Analysis of the role of Bacillus subtilis σ M in β‐lactam resistance reveals an essential role for c‐di‐AMP in peptidoglycan homeostasis

Summary The Bacillus subtilis extracytoplasmic function (ECF) σ factor σ M is inducible by, and confers resistance to, several cell envelope‐acting antibiotics. Here, we demonstrate that σ M is responsible for intrinsic β‐lactam resistance, with σ X playing a secondary role. Activation of σ M upregulates several cell wall biosynthetic enzymes including one, PBP1, shown here to be a target for the beta‐lactam cefuroxime.
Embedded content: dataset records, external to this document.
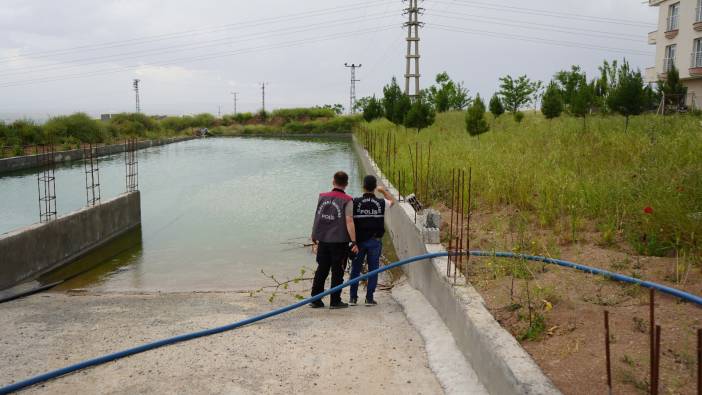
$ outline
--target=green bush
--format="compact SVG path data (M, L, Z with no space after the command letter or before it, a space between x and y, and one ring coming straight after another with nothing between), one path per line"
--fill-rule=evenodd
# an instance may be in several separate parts
M82 112L49 119L44 125L44 133L57 143L69 139L76 143L99 143L106 138L103 125Z
M283 118L285 121L305 121L317 118L334 118L336 111L333 108L281 108L273 111L273 118Z
M141 113L122 113L113 116L109 122L113 137L135 136L147 137L161 130L155 119Z
M41 126L29 119L18 119L8 127L8 141L16 145L42 144L44 132Z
However, σ M still plays a major role in cefuroxime resistance even in cells lacking PBP1. To better define the role of σ M in β‐lactam resistance, we characterized suppressor mutations that restore cefuroxime resistance to a sigM null mutant. The most frequent suppressors inactivated gdpP ( yybT ) which encodes a cyclic‐di‐AMP phosphodiesterase (PDE). Intriguingly, σ M is a known activator of disA encoding one of three paralogous diadenylate cyclases (DAC). Overproduction of the GdpP PDE greatly sensitized cells to β‐lactam antibiotics. Conversely, genetic studies indicate that at least one DAC is required for growth with depletion leading to cell lysis. These findings support a model in which c‐di‐AMP is an essential signal molecule required for cell wall homeostasis. Other suppressors highlight the roles of ECF σ factors in counteracting the deleterious effects of autolysins and reactive oxygen species in β‐lactam‐treated cells.